Alzheimer's disease is associated with reduced expression of energy metabolism genes in posterior cingulate neurons

Neurogenomics Division, Translational Genomics Research Institute, 445 North Fifth Street, Phoenix, AZ 85004, USA.
Proceedings of the National Academy of Sciences (Impact Factor: 9.67). 04/2008; 105(11):4441-6. DOI: 10.1073/pnas.0709259105
Source: PubMed


Alzheimer's disease (AD) is associated with regional reductions in fluorodeoxyglucose positron emission tomography (FDG PET) measurements of the cerebral metabolic rate for glucose, which may begin long before the onset of histopathological or clinical features, especially in carriers of a common AD susceptibility gene.
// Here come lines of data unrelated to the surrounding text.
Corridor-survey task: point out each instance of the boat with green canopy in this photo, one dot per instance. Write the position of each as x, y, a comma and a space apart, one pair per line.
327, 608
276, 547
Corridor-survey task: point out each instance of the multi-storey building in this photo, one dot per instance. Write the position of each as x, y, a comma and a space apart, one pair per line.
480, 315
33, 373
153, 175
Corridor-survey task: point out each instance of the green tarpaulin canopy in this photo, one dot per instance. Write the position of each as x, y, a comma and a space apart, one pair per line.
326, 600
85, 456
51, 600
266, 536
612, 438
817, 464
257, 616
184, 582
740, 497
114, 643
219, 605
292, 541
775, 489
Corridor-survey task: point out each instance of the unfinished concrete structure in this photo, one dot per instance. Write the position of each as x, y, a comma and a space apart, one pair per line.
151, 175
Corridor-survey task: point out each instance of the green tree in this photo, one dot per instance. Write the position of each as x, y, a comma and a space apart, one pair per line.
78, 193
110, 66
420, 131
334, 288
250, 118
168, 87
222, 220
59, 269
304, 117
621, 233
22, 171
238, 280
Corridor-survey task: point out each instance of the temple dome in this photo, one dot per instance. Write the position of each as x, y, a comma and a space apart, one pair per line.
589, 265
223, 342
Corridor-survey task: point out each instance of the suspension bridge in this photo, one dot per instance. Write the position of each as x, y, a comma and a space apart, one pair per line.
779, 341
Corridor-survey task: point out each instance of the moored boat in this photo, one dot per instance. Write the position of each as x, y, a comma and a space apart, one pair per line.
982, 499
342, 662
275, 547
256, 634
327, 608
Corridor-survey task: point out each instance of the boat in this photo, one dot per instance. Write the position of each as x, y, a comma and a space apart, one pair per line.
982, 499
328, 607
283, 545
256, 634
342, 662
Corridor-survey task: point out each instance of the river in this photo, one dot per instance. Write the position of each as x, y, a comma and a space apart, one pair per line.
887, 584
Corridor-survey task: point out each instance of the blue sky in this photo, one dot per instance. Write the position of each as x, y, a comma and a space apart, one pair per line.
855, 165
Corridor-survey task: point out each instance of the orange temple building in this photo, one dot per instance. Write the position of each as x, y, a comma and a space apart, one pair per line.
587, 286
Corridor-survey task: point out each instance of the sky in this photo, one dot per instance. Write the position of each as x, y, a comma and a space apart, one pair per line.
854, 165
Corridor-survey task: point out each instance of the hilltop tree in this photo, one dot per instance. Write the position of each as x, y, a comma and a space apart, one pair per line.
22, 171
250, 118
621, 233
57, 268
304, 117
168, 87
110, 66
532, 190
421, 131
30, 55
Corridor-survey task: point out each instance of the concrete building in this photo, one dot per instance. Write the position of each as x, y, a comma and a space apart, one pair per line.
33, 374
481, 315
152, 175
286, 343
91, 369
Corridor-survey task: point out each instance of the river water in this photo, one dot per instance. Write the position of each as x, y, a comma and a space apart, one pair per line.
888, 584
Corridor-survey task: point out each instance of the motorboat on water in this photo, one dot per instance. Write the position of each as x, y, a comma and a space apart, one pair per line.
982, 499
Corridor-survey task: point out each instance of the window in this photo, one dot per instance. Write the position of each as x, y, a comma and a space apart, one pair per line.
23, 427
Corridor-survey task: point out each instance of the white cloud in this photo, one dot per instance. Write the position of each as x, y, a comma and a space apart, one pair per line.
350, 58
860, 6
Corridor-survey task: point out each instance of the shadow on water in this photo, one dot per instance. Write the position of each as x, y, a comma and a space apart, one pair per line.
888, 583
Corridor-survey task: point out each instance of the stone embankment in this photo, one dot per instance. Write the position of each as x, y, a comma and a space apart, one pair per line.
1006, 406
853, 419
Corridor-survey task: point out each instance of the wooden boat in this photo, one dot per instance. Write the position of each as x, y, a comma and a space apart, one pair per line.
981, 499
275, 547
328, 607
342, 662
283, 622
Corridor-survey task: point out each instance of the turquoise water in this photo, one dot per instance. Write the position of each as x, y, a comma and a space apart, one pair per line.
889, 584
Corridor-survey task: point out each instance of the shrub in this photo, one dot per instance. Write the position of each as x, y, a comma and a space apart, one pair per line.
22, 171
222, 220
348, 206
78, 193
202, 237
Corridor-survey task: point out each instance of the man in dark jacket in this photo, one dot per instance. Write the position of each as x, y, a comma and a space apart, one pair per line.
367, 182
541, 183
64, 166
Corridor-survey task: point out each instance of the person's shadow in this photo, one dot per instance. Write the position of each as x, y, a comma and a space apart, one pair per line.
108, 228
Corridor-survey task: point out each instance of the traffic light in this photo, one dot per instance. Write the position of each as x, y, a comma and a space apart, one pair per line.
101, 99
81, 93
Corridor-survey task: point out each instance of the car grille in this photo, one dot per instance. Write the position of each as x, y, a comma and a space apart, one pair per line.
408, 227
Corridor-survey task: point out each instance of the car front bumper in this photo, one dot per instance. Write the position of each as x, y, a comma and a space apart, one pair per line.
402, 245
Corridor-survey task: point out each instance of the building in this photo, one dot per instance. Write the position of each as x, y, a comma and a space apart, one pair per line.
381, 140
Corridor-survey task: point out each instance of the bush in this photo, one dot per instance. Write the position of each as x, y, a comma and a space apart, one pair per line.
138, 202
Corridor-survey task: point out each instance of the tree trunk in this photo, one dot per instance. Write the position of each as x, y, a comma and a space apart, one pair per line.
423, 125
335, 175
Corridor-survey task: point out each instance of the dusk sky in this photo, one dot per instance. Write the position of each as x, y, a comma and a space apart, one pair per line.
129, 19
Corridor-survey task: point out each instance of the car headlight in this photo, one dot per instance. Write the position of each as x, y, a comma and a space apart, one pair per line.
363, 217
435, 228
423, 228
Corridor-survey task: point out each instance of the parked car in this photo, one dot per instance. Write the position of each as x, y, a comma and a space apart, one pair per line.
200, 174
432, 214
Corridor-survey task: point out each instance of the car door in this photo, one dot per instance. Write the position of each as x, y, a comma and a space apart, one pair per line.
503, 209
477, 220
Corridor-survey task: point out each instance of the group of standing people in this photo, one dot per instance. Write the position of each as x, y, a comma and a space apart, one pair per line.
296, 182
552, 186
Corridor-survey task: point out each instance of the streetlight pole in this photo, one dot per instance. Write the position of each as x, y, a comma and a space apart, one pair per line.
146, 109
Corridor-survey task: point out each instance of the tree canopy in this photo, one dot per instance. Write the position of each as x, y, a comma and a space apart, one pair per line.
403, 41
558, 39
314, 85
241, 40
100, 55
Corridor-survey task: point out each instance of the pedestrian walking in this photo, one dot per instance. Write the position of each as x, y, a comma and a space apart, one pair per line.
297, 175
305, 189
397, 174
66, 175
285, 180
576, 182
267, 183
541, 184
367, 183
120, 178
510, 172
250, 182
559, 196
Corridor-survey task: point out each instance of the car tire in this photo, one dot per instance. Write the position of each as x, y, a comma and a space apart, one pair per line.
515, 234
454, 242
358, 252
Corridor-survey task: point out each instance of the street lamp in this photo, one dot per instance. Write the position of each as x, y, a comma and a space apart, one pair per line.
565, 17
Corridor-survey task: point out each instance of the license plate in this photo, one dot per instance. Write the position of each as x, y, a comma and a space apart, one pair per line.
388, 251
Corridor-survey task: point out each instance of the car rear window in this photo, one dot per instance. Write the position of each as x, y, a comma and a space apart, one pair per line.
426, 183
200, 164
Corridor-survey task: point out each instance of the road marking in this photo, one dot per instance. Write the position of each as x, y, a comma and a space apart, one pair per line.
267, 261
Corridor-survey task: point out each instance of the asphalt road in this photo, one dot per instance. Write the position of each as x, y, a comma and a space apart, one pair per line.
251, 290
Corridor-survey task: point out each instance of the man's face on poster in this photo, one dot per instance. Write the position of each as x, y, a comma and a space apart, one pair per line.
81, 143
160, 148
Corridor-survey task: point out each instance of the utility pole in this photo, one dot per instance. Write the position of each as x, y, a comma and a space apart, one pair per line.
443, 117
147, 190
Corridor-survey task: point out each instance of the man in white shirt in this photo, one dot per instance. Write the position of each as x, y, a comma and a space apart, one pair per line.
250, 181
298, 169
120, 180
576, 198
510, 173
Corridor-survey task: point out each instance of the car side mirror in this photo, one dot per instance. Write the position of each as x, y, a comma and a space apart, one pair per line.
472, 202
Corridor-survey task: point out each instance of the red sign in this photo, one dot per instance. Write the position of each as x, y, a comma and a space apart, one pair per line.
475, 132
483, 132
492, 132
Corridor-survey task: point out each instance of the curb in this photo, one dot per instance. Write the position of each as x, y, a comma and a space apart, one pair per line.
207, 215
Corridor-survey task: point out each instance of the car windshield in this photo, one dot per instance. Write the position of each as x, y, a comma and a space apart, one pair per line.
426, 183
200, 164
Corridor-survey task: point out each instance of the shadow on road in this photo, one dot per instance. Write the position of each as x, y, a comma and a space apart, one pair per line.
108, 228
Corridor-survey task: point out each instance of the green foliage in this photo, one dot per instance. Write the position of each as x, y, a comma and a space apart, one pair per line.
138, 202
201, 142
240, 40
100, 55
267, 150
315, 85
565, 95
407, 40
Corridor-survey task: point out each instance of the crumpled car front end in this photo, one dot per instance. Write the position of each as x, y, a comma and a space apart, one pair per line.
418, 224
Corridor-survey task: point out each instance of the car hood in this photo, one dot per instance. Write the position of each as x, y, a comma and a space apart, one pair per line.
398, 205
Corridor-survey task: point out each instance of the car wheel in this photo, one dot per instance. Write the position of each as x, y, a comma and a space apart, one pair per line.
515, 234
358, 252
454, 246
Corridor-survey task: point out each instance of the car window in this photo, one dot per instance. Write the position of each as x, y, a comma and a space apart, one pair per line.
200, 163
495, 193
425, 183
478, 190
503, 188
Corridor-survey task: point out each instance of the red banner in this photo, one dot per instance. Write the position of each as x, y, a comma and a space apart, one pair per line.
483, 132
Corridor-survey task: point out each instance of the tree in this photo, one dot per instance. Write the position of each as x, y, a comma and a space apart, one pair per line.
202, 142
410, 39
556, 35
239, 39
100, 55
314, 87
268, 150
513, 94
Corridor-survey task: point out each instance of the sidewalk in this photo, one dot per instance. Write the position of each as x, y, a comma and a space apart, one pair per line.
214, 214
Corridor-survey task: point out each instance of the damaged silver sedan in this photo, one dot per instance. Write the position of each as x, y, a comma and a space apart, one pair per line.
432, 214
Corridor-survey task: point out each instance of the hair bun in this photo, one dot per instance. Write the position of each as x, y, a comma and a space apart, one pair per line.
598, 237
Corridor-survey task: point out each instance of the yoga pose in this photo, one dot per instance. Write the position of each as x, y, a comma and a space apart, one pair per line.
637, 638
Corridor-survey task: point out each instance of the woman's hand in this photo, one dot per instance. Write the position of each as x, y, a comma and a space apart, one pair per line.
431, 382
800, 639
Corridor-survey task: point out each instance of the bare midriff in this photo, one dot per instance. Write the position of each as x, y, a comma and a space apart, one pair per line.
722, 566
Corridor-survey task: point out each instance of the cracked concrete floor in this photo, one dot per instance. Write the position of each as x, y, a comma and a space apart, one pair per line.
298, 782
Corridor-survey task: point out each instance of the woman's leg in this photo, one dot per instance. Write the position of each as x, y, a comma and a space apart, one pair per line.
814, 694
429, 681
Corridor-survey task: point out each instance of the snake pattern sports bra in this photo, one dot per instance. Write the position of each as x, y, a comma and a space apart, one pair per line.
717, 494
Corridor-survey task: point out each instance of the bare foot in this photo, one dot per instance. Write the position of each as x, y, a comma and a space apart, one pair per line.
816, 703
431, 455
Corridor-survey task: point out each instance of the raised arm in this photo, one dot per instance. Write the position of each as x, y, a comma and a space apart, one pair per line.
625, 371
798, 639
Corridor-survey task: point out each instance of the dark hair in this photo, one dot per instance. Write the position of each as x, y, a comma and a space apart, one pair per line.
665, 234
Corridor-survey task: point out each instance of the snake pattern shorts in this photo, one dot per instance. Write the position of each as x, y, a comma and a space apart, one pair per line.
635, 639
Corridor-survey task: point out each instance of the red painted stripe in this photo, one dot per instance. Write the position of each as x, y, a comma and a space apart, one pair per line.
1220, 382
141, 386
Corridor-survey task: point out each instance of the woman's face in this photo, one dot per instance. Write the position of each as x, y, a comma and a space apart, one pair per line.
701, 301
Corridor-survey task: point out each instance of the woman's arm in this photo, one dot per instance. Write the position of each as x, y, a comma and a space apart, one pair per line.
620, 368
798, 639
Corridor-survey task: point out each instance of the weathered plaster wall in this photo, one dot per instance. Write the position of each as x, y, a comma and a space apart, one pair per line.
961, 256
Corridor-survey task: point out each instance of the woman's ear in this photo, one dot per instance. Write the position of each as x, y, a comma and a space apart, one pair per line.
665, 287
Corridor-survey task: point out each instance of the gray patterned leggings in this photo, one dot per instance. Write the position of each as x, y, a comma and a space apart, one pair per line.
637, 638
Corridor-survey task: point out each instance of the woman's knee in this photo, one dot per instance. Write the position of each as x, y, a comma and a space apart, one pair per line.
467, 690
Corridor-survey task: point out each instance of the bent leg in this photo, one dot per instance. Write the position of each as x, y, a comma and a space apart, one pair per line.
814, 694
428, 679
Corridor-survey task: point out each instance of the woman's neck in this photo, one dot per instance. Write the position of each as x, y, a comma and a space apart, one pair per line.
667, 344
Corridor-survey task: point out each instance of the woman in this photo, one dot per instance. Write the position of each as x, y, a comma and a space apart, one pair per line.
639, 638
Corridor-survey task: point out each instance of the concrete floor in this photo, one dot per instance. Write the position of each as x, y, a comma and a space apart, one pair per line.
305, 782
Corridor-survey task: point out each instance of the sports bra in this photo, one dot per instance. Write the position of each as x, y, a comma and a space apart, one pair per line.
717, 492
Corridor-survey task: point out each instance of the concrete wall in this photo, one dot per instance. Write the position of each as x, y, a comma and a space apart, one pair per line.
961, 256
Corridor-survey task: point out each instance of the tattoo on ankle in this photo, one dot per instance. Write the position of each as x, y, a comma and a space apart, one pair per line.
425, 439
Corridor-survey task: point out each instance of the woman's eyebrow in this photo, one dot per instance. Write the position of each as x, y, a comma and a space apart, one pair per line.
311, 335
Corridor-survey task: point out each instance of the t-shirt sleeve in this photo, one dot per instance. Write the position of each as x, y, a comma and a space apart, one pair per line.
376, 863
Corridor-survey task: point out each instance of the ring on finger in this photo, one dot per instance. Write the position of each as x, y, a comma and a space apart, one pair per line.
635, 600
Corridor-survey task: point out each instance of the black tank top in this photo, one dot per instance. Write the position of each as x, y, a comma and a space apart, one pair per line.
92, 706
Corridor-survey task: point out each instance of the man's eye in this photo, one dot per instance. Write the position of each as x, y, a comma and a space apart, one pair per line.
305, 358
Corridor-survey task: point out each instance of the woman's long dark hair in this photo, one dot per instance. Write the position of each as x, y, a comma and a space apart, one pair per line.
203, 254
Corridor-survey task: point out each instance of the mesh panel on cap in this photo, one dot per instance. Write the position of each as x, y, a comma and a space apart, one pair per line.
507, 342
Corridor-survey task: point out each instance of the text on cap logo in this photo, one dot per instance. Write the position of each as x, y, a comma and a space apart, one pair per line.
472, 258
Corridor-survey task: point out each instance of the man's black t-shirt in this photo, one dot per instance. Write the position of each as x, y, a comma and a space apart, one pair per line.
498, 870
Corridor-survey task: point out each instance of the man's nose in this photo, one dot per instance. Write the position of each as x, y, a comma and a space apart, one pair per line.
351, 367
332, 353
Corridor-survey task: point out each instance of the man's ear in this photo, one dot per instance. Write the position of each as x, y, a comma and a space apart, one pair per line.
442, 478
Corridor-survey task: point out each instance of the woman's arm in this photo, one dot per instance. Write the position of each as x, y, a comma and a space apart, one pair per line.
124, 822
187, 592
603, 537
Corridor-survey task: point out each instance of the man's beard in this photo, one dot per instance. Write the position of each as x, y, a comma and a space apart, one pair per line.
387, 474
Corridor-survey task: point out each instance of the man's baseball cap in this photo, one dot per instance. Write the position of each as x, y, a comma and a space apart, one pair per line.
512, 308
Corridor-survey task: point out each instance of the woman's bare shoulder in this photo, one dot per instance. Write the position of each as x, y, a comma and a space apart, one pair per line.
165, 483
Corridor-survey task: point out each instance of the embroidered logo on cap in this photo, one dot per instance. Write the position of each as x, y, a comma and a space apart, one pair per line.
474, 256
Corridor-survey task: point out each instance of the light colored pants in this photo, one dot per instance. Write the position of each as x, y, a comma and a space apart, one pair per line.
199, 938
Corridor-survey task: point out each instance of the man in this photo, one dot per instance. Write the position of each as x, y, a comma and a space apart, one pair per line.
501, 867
Molecular evaluation of cells from metabolically affected brain regions could provide new information about the pathogenesis of AD and new targets at which to aim disease-slowing and prevention therapies. Data from a genome-wide transcriptomic study were used to compare the expression of 80 metabolically relevant nuclear genes from laser-capture microdissected non-tangle-bearing neurons from autopsy brains of AD cases and normal controls in posterior cingulate cortex, which is metabolically affected in the earliest stages; other brain regions metabolically affected in PET studies of AD or normal aging; and visual cortex, which is relatively spared. Compared with controls, AD cases had significantly lower expression of 70% of the nuclear genes encoding subunits of the mitochondrial electron transport chain in posterior cingulate cortex, 65% of those in the middle temporal gyrus, 61% of those in hippocampal CA1, 23% of those in entorhinal cortex, 16% of those in visual cortex, and 5% of those in the superior frontal gyrus. Western blots confirmed underexpression of those complex I-V subunits assessed at the protein level. Cerebral metabolic rate for glucose abnormalities in FDG PET studies of AD may be associated with reduced neuronal expression of nuclear genes encoding subunits of the mitochondrial electron transport chain.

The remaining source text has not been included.